Selasa, 26 Juni 2012

Boneka Motekar Yanto

Yanto Rukmana
ADAKAH seorang anak tukang becak yang berpenghasilan ratusan juta rupiah per bulan?

Jawabannya tentu saja ada, dialah Yanto Rukmana, seorang pengusaha boneka yang beralamat di jalan Sukamulya Indah 18 Bandung. Alur hidupnya patut dicontoh.

Pada 1995, Yanto hidup di lingkungan keluarga tidak mampu. Saat duduk di bangku kelas tiga SMP,  dia mencoba meringankan beban ekonomi keluarga dengan bekerja sebagai kuli di salah satu perajin boneka di jalan Sukamulya Bandung.

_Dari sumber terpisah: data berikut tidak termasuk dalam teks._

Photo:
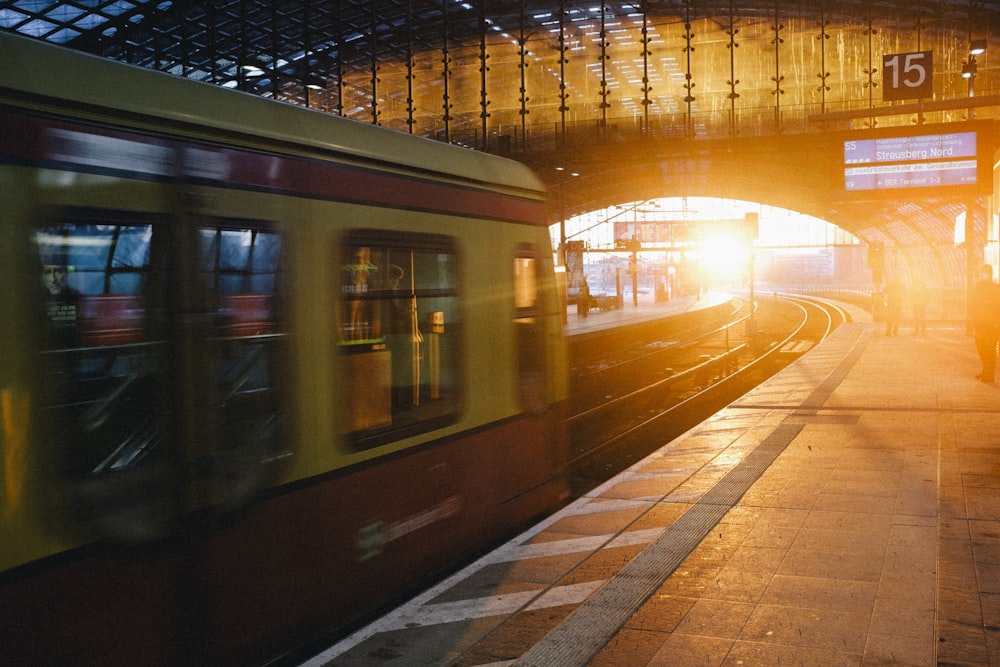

Namun karena merasa tidak cukup hanya bekerja di tempat orang lain, Yanto berencana membangun usaha secara mandiri. Kebetulan seorang pamannya memberikan pinjaman modal  Rp1,5 juta, Yanto pun tak menyia-nyiakan kesempatan itu dengan membeli dua buah mesin jahit dan bahan baku.

“Menginjak SMA saya langsung membuka usaha sendiri, kebetulan paman saya memberikan pinjaman modal,” katanya Senin (25/6).

Bermodal tekad kuat dan kepercayaan diri, Yanto merekrut enam orang tetangganya untuk bekerja menjadi karyawannya. Dia meyakini usahanya itu akan maju seperti majikannya terdahulu. “Modalnya sederhana saja. Saya punya cita-cita untuk memajukan bisnis boneka lebih luas,” ungkapnya.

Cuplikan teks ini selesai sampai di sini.